2014.06.07
ふくとみクリニック院長の福富です。
前回に引き続き、A.Iさんの治療経過についてお話ししたいと思います。
ふくとみクリニックで脳卒中再生医療をされて、大変満足され更にという事で2回目の脳卒中再生医療を行いに当院に来られました。
2回目の骨髄穿刺を行って、骨髄幹細胞を取り出し、培養を行いました。
そしてさらに3回の骨髄幹細胞の静脈投与(点滴治療)を行ったのです。
前回の3回の骨髄幹細胞投与と合わせて、合計6回の骨髄幹細胞を投与したことになります。
そして、計6回で投与した骨髄幹細胞の総数は4億5000万個に及びました。
この結果、驚くべきことに元々動かなかった右肩と曲げることができなかった足の右膝が動くようになりました。
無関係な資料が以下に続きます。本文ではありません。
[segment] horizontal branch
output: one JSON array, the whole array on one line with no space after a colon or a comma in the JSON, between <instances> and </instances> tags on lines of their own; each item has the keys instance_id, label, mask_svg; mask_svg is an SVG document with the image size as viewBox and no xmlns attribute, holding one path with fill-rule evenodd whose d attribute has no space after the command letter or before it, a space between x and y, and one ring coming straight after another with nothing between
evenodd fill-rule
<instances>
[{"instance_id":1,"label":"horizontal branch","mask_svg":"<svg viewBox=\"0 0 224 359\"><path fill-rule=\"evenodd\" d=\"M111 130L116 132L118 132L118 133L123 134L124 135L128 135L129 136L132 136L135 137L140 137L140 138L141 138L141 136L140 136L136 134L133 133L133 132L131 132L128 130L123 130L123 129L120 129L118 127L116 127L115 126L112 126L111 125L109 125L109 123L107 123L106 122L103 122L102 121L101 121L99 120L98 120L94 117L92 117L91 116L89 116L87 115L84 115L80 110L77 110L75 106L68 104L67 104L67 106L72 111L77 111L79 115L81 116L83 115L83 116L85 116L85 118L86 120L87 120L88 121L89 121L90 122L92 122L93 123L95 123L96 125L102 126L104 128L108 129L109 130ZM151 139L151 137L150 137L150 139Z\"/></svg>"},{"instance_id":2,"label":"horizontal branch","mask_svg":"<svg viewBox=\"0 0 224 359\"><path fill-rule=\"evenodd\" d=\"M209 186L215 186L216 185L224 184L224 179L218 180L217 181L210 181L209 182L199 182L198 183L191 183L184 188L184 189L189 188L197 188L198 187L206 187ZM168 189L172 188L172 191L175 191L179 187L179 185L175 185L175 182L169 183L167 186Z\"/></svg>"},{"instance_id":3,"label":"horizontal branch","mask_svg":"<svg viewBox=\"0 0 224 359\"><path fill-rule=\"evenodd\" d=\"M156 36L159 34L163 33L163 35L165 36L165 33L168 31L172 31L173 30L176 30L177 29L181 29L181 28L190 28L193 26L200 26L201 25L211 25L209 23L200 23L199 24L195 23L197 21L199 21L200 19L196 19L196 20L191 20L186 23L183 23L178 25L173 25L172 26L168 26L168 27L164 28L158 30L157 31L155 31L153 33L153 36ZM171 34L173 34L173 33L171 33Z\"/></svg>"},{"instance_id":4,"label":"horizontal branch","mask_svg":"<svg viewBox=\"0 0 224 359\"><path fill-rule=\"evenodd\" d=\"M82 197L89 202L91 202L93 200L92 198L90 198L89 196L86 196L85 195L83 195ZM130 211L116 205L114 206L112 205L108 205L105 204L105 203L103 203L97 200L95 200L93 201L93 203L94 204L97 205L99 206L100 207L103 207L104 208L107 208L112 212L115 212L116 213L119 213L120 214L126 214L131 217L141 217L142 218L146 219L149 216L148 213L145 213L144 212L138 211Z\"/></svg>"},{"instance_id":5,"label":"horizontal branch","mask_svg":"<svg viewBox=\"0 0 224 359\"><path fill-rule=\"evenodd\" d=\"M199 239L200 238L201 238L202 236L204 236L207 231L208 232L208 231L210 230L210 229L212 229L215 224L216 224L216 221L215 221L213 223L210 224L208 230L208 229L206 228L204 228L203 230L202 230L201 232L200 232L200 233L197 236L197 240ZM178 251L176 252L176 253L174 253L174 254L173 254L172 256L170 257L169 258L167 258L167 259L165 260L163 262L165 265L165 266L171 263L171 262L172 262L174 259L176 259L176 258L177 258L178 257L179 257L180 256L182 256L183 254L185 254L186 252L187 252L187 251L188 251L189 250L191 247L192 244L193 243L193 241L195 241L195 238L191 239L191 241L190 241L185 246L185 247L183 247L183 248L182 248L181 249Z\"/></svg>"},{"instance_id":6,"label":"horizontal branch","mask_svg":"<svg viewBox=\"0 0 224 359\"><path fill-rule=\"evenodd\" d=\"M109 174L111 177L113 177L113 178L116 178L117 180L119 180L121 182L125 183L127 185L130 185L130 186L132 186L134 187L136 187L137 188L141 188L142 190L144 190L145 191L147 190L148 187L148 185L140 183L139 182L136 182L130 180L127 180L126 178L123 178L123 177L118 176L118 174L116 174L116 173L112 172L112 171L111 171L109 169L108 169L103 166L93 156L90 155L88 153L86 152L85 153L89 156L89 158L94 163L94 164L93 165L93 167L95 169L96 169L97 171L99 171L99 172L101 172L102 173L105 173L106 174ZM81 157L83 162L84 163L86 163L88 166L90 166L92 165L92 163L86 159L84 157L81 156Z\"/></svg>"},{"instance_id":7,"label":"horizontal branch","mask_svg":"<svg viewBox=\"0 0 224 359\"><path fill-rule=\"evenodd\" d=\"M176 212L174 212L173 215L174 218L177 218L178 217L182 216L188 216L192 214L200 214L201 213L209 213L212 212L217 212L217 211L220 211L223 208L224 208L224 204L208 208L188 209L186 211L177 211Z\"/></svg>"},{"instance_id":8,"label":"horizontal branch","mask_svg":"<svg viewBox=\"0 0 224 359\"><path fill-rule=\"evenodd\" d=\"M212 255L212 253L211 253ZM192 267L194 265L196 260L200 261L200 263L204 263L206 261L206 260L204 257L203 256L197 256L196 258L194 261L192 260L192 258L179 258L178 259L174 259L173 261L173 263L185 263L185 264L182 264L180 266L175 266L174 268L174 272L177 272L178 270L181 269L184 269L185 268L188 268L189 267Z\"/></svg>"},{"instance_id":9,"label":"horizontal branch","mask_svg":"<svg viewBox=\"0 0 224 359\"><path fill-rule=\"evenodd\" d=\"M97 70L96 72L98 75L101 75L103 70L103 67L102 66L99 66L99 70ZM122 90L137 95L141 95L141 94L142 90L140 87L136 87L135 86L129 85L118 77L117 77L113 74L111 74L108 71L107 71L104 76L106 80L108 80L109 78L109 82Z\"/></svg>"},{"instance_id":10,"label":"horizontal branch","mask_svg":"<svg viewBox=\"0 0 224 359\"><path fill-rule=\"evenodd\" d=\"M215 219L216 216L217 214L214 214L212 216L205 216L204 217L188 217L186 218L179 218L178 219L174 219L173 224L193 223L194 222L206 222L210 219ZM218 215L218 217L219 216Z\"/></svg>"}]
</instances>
実際、患者様がベッドで寝て点滴を受けている間に、僕に「足が動くんです!足が動くんです!」と言って、ベッドで寝たまま右ひざをあげて見せていただきました。
このことが「どう凄いか?」というと、脳卒中を起こされた患者さんは膝が曲がらないために、歩く時に足を外に回して歩かなければなりません。
これが膝を曲げることができるようになれば、足を外に回さずに膝をあげて足をまっすぐ前に動かして歩くことができるのです。
これは非常に画期的なことなのです。
「このように歩けるんです。」といって患者様は大変喜ばれています。
このことの凄さは片麻痺になられた方であれば十分わかっていただけると思います。
もう一つの効果は、膝を曲げることができるようになったことに加えて、以前と比べて言葉がスムーズに出てくるようになりました。
このことで象徴的なことが、治療中は患者様と付添いの奥様、そして僕と看護師がいるのですが、どんどんお話をされている間に笑いが起こるようになってきたのです。
最初に患者様が来られた時は、正直暗い顔をされていましたが、それがどんどん明るい表情になって、笑い話をして部屋中が笑いで包まれるようになってきました。
このことで、この治療結果は素晴らしいという事を
僕は実感しました。
患者さん本人は体が動くようになったり、言葉がスムーズに出てくるようになったりしたことでこの治療の効果を十分実感されていると思いますが、それともう一つ重要な効果があります。
それは付き添って治療に来られる奥様が、感慨ひとしおだったということです。
脳卒中という病気は、病気になられた患者様の苦労や悩みは当然のことですが、一緒にいるご家族の方の必死な願いや苦労もあると思います。
しかしこの治療を行って報われたという事はご家族の為にも素晴らしい治療だという事が言えるのです。
そして、僕がこの患者様に伝えたいことがあります。
この治療で終わりだという事はありません。
この治療を行って、さらにリハビリを頑張り、ご自身の心を鼓舞してもっと症状改善していただき、更に前向きに人生を送っていただきたいという事なのです。